Developing a design document and documenting code is clearly good software engineering practice. Yet, this seldom ever occurs in practice. Companies are often riddled with deadlines and wind up with off-the-cuff implementations all the time. However, security software should be designed so that third parties can easily verify its correctness. Part of this involves articulating the design and commenting the code, and part of it involves creating a well-designed application programming interface. Adam has seen in a number of consulting engagements no design documents whatsoever, poorly documented code, and to top it all off, random number generation code that is intimately merged with other code that performs such things as socket connections. This hampers efforts to verify the implementation and can be very time-consuming to analyze. Code that performs the functionality described in Figure 3.1 should be implemented in a completely standalone fashion.

3.9 RNGs Are the Beating Heart of System Security

Random number generators constitute the very foundation of secure computing machines. If one were to break or otherwise be able to predict the output of an RNG that is used, it would likely yield unadulterated access to the machine or sensitive data. A random number generator is a prime target for carrying out insider attacks. A Trojan horse that lives in and attacks a random number generator could potentially give the author unfettered access to private keys, symmetric keys, and the like. This is in fact the very heart of kleptographic attacks since it employ cryptotrojans that hide in random number generators and that masquerade as producers of truly random bits.

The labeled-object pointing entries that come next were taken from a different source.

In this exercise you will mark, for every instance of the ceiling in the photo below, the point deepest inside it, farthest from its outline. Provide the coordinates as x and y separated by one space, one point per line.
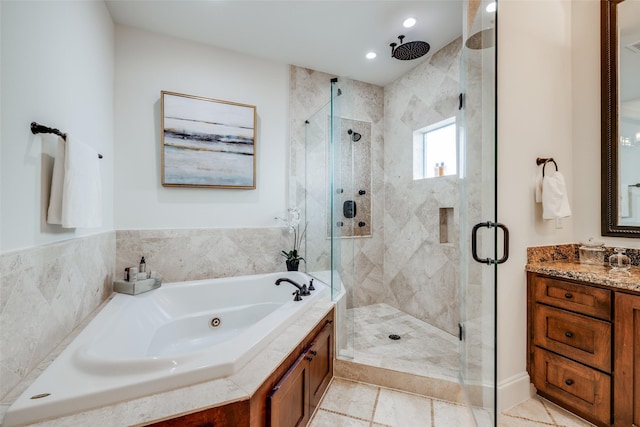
324 35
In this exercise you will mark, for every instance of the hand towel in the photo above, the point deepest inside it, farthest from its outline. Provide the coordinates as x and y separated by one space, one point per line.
625 203
555 203
54 213
634 203
538 184
82 190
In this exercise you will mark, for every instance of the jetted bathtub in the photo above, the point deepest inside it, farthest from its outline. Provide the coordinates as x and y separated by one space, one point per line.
180 334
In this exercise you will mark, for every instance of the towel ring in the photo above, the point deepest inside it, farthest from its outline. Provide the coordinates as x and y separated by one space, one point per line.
543 161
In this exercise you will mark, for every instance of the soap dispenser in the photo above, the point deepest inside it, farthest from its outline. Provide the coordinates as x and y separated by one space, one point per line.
619 260
143 266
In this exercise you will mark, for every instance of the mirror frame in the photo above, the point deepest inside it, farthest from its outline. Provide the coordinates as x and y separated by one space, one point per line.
609 112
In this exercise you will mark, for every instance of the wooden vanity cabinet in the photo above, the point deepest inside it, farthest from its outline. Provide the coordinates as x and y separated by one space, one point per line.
626 391
294 398
584 348
570 359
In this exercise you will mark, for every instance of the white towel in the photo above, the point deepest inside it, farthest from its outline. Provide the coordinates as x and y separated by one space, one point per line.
538 185
78 201
54 213
625 203
555 203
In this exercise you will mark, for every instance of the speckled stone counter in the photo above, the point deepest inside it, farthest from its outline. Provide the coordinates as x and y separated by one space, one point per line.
562 261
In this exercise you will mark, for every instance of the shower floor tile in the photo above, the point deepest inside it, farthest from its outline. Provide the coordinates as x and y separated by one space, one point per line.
421 350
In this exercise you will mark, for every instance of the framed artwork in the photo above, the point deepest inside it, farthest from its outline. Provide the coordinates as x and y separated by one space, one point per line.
207 142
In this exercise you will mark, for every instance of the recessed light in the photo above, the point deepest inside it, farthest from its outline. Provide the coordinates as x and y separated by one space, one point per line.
409 22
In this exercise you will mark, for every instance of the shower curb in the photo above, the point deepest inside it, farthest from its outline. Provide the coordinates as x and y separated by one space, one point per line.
449 390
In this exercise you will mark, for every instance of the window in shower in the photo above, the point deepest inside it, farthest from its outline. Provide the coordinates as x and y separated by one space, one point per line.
434 150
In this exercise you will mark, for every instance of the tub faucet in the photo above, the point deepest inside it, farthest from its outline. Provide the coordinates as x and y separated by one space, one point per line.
302 289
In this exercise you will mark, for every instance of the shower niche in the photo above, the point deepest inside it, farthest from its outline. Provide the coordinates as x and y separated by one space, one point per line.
353 196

Military and government agencies would do well to employ the algorithm of Santha and Vazirani to produce seeding material. This will hedge against the threat of insider abuse, a topic that is gaining widespread interest in DARPA and ARDA. Applications that rely on a single source of entropy are paving the way for potentially devastating insider attacks. By exclusive-or'ing the bit streams from multiple sources, this threat is minimized. A malicious software program will also benefit from taking this approach, since it will prevent the program from relying entirely on the random number generator provided by the operating system. It is conceivable that the random numbers produced by the operating system are logged or are otherwise predictable. A computer host is an environment that is hostile to malware and as such malicious software will benefit from taking some entropy directly from available peripherals.

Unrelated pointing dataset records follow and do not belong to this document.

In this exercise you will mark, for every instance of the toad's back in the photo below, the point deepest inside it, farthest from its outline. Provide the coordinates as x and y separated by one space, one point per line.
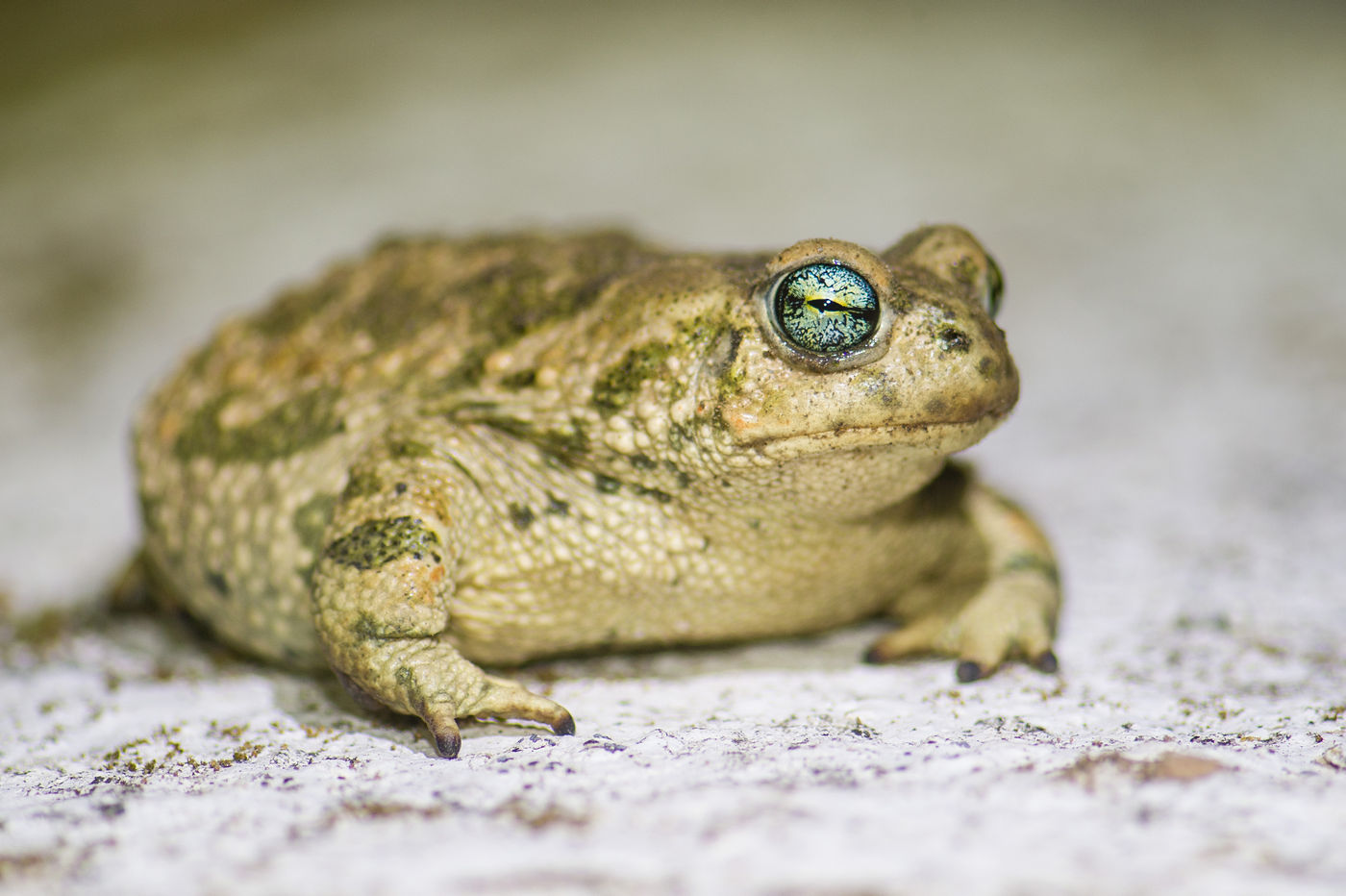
244 450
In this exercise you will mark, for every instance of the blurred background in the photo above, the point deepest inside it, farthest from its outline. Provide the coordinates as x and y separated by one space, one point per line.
1161 184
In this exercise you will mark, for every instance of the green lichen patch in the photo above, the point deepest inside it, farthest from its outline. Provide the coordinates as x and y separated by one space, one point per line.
381 541
285 431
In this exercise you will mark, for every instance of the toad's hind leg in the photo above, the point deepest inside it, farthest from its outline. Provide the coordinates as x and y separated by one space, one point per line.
381 591
1012 615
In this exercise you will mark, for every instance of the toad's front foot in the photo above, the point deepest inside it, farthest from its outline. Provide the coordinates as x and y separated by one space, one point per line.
1012 616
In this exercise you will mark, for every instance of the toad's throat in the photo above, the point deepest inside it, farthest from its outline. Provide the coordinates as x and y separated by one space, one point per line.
921 437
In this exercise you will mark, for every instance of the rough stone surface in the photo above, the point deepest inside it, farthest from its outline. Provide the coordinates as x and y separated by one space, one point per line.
1163 192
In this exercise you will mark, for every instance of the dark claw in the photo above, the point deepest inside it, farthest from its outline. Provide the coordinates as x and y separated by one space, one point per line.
1046 662
969 670
447 743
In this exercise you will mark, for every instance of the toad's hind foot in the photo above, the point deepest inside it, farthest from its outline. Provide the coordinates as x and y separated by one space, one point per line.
427 678
1010 619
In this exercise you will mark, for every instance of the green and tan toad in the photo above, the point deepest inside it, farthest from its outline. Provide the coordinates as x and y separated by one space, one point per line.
494 450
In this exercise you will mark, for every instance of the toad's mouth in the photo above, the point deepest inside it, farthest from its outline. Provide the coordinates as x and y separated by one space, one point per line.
941 437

Given that truly random seeds are critical for the operation of INFOSEC devices, one has to wonder why there are no FIPS standards encompassing how they are generated. The ANSI X9.17 standard covers a heuristically sound way to generate pseudorandom bits, but this technique was proposed by the Banking Industry and does not cover how the initial seed is derived. A U.S. government standard that encompasses a sound method for extracting entropy from multiple sources would improve the security of computer software on a very large scale. Neumann's algorithm dates back to the middle of the last century. Formal results on weakening Neumann's assumptions can be traced back to the early 1980s, and research on the subject has continued.

3.10 Cryptovirology Benefits from General Advances

The original Macintosh cryptovirus was a proof-of-concept that had substantial room for improvement. For example, instead of using the outputs of truerand directly, it could have applied Neumann's algorithm or a more advanced entropy extractor to the output of truerand. Ideally, a cryptovirus would also utilize such sources as hard disk turbulence and the RNG that is provided by the underlying operating system. Although the simple extortion attack did not require a large number of random bits, it should have nonetheless applied an entropy extractor to several different sources of entropy. In this section a number of improvements and extensions to the cryptovirus attack are discussed.

3.10.1 Strong Crypto Yields Strong Cryptoviruses

In all likelihood the RSA cipher as originally defined is secure enough to mount the cryptovirus extortion attack. However, improved public key cryptosystems exist. A known drawback to RSA is that each RSA ciphertext c = m^e mod n leaks the Jacobi symbol of m with respect to n [175]. (See Appendix B.2 for an explanation of the Jacobi symbol.) The Jacobi symbol of m with respect to n is either 1 or −1. Since e is odd, it is not hard to see that,

images

Since the Jacobi symbol must be one of two different values, a single bit of information about m is leaked in every ciphertext. Ideally, no poly-time computable function of the plaintext should be efficiently computable given the ciphertext. In this example the computable function has a certain semantic meaning, namely the Jacobi function. But other efficiently computable functions with semantic meaning may exist. Another drawback to RSA is that it is deterministic. Every time that a particular message m₁ is encrypted in RSA the exact same ciphertext c₁ will result. This means that it is possible to guess the plaintext in a given ciphertext and then verify the guess. For example, suppose c₁ = m^e₁ mod n is known. If m₂ is suspected as being the plaintext it can be encrypted to obtain c₂ = m^e₂ mod n. If c₂ = c₁ then m₂ = m₁. When a user encrypts short messages there is the risk that someone else can guess the plaintext and verify the guess. A heuristic way to prevent adversaries from guessing the plaintext and then verifying is to shrink the message space and include a random bit string in each encryption. This makes each plaintext message map to more than one ciphertext message. However, a provably secure approach is more desirable. In the more general case it should not be possible to select two messages and distinguish between their encryptions.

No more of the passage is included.